А вот отзыв русских революционеров-нигилистов: «Иван Сергеевич оказал услугу русским либералам и мертвый. Русское правительство выказало еще раз свою неспособность ни явно препятствовать чествованию неприятной для него личности, ни взять на себя преобладающую роль в торжестве европейски знаменитого русского художника, ни даже скрыть свою бессильную и нерешительную оппозицию церемонии, в которой участвовали все оппозиционные силы России, группируя около себя – следовательно, против него, правительства, – множество сил, в сущности, вовсе не оппозиционных. У русских либералов хватило духу, опираясь на поддержку общественного мнения, придать этому торжеству, явно оппозиционному, размеры, до тех пор неслыханные на Руси для похорон частного лица, и, следовательно, нанести еще удар призраку непоколебимости русского абсолютизма. Мертвый Тургенев, окруженный пением православных попов, которых он ненавидел, и многочисленными делегациями групп, в политическую состоятельность которых он не верил, продолжал бессознательно дело своей жизни, выполнение «аннибаловой клятвы». Как его чисто художественные типы, так и его покрытый бесчисленными венками гроб были ступенями, по которым неудержимо и неотразимо шла к своей цели русская революция». Это хорошо понимал и русский император. Когда Александру III доложили о кончине Тургенева, он ответил: «Одним нигилистом меньше!»

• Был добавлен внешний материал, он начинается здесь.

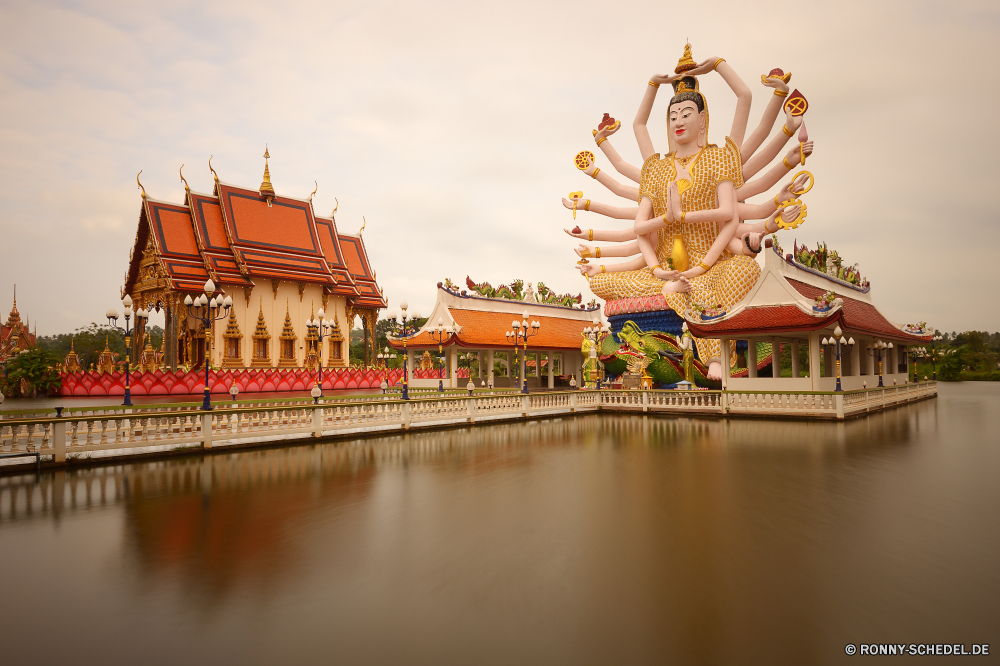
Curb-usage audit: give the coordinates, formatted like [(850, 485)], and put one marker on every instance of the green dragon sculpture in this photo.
[(666, 359)]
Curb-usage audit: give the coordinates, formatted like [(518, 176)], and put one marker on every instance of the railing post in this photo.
[(206, 430), (59, 441)]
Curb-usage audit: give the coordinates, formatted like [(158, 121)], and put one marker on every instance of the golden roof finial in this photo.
[(266, 190), (215, 175), (181, 172), (686, 63)]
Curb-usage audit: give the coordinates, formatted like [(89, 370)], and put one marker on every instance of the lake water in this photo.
[(600, 539)]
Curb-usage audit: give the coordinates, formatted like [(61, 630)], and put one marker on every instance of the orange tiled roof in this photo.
[(481, 329), (236, 236)]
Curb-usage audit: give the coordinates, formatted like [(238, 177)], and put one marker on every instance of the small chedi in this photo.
[(686, 262)]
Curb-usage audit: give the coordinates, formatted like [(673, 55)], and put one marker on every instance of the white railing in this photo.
[(116, 432)]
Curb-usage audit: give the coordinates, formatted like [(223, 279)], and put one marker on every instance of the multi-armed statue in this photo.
[(694, 238)]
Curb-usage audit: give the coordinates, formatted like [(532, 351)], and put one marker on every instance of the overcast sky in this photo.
[(452, 126)]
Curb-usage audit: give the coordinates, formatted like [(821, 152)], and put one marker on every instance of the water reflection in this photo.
[(597, 539)]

А после торжественных похорон великого писателя началась трагикомедия с его наследством. По воспоминаниям современников, Тургенев переделывал свое завещание три или четыре раза. В первом варианте, написанном в Спасском, он завещал все свое состояние жене брата и их родственникам. А 29 марта 1883 года тяжело больной писатель в тесной парижской квартире на улице Дуэ утром продиктовал русскому послу в Париже Андрею Карцеву свое последнее завещание: «Во имя Отца и Сына и Святого Духа. Будучи в здравом уме и твердой памяти, я, нижеподписавшийся, коллежский секретарь Иван Сергеевич Тургенев, на случай моей смерти завещаю все авторские права и литературную собственность на сочинения мои, как изданные, так и неизданные, а равно еще должные мне по контракту книгопродавцем-издателем Иваном Ильичом Глазуновым двадцать тысяч рублей – всецело французской подданной Полине Виардо-Гарсиа. Писано со слов моих и по личной моей просьбе в квартире моей в Париже, улице Дуэ, 50…» Согласно этому завещанию не только права на рукописи, но и все его имущество были завещаны Полине Виардо.